Cette impunité est permise par l’absence de contre-pouvoir.
« La terre peut satisfaire les besoins de chacun mais pas la cupidité de tous » (Mahatma Gandhi)
Pour exister, un contre-pouvoir doit avoir des objectifs qui transcendent le quotidien avec ses défauts et ses frustrations.
Les crises que nous traversons sont là pour indiquer, on ne peut plus clairement, quelques-uns des nouveaux thèmes Qualitatifs auxquels il est nécessaire de s’atteler.
l Moralisation des rapports économiques
l Sanction de la délinquance économique et écologique
l Respect de l’environnement et des ressources
l Réforme de l’enseignement
l Abandon des technologies et comportements polluants
l Promotion des nouvelles technologies de progrès
l Développement, assimilation et respect des cultures
l Valorisation des actes non-marchands
l Diminution du poids des appareils administratifs
l Modification des comportements et modes de vie
l Légitimité, efficacité et moralité des gouvernances.
Au-delà d’un programme, un vrai contre-pouvoir planétaire doit aussi pouvoir véhiculer un mot d’ordre simple qui contienne et résume l’essentiel de la démarche.
Après la Révolution qui instaura l’hypothèse de l’égalité des chances, le capitalisme a dit « enrichissez-vous !», et tout le monde a cru que c’était possible pour chacun.
En réalité, cela a été vrai pendant un certain temps ; le temps que les places soient prises, que les niches soient exploitées, que s’ancrent les privilèges et que la dureté s’installe. Et lorsque le rêve de devenir millionnaire ne peut plus se réaliser, le système n’a plus que ses faiblesses à montrer. Alors pour que cette illusion continue, le capitalisme et ses ploutocrates rémunèrent des figurants que sont les leaders syndicaux, les chefs de parti, les stars du divertissement, les serviteurs du système afin qu’ils paradent pour entretenir l’illusion que le miracle est toujours accessible. Les jeux télévisés fabriquent en direct les stars d’une saison pour que le rêve reste assez vivace et fasse oublier la réalité.
Le culte du Veau d’Or est formidablement protégé par la célébration universelle du quantitatif qui mesure les joies comme les misères.
Nous mesurons le CO² dans l’air (en mg), nous calculons le niveau de ressource minimale (en $), nous projetons la montée des océans (en m), et nos solutions s’élaborent et s’expriment dans un paradigme quantitatif qui est précisément au cœur des problèmes.
Non, il ne faut pas supprimer le contrôle des seuils ni démanteler les sciences, ni abolir les ingénieurs et les mathématiciens qui contribuent à l’amélioration de notre santé, de notre confort, de nos moyens.
Mais nous devons avoir la folle ambition de doter l’humanité d’une quatrième dimension.
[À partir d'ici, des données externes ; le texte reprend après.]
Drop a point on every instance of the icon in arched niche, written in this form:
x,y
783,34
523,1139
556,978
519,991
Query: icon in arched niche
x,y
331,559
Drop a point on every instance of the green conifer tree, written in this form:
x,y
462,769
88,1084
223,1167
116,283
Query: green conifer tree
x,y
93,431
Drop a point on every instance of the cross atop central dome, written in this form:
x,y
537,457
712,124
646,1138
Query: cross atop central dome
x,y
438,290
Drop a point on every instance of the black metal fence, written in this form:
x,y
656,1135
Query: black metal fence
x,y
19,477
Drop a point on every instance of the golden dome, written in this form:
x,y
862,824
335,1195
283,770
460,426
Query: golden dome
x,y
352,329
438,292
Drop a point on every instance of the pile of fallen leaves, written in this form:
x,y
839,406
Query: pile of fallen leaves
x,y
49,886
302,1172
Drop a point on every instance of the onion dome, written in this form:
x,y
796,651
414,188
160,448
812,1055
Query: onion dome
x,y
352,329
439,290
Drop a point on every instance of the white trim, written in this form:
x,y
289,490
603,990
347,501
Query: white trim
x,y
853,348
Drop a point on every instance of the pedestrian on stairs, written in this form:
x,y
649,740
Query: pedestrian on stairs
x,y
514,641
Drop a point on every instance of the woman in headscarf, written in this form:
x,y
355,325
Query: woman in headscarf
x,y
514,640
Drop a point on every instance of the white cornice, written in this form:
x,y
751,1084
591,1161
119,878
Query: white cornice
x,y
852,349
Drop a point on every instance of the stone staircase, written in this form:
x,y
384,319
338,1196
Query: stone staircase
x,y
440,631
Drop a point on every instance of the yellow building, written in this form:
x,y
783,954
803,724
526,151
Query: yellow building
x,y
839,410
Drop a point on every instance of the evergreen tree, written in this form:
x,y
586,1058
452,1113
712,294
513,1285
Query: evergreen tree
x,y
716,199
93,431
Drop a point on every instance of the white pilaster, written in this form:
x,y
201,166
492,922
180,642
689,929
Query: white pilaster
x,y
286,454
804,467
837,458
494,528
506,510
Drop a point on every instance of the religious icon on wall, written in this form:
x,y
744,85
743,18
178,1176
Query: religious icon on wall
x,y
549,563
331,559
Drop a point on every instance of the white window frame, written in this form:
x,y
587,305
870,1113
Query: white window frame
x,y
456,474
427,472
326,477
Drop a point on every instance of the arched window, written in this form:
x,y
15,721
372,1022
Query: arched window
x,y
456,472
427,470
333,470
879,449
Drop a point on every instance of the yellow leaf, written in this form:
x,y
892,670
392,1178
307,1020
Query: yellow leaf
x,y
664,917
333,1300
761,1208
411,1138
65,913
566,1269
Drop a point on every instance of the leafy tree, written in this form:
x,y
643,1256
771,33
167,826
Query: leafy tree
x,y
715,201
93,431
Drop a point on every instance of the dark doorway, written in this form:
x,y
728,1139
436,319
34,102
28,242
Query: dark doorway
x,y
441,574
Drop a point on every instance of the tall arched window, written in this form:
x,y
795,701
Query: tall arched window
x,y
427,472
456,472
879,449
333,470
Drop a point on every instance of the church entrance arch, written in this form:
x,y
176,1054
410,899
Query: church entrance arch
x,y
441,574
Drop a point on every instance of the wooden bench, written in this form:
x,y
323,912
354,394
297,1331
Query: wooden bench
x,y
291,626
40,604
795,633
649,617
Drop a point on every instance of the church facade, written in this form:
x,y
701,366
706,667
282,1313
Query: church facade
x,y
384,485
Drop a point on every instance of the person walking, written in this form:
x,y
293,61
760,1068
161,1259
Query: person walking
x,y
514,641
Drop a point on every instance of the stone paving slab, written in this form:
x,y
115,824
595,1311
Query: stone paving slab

Retrouver et restaurer le Qualitatif dans nos choix et nos comportements spontanés afin que les seuils critiques ne soient jamais atteints.
Cela ne pourra se réaliser pleinement que si le Qualitatif devient une vraie valeur aussi riche et glorifiée –voire plus– que le quantitatif.
Cela commence dans les familles, dans les écoles, dans les universités, dans les entreprises, dans les médias, dans la politique, partout !
Le Qualitatif est une notion abstraite dans laquelle chacun mettra les définitions qu’il voudra mais qui doit en tout cas abriter des valeurs déconsidérées comme la morale, le temps, l’éthique, la générosité, le respect, l’équité, l’amour aussi.
Moins d’espace et plus de capacité, moins d’achats et plus d’usage, moins de matières et plus de conscience… voici les voies du futur
Nous devons passer d’une société quantitative à une société Qualitative. Remplacer plus par meilleur. Donner à mieux une valeur supérieure à plus.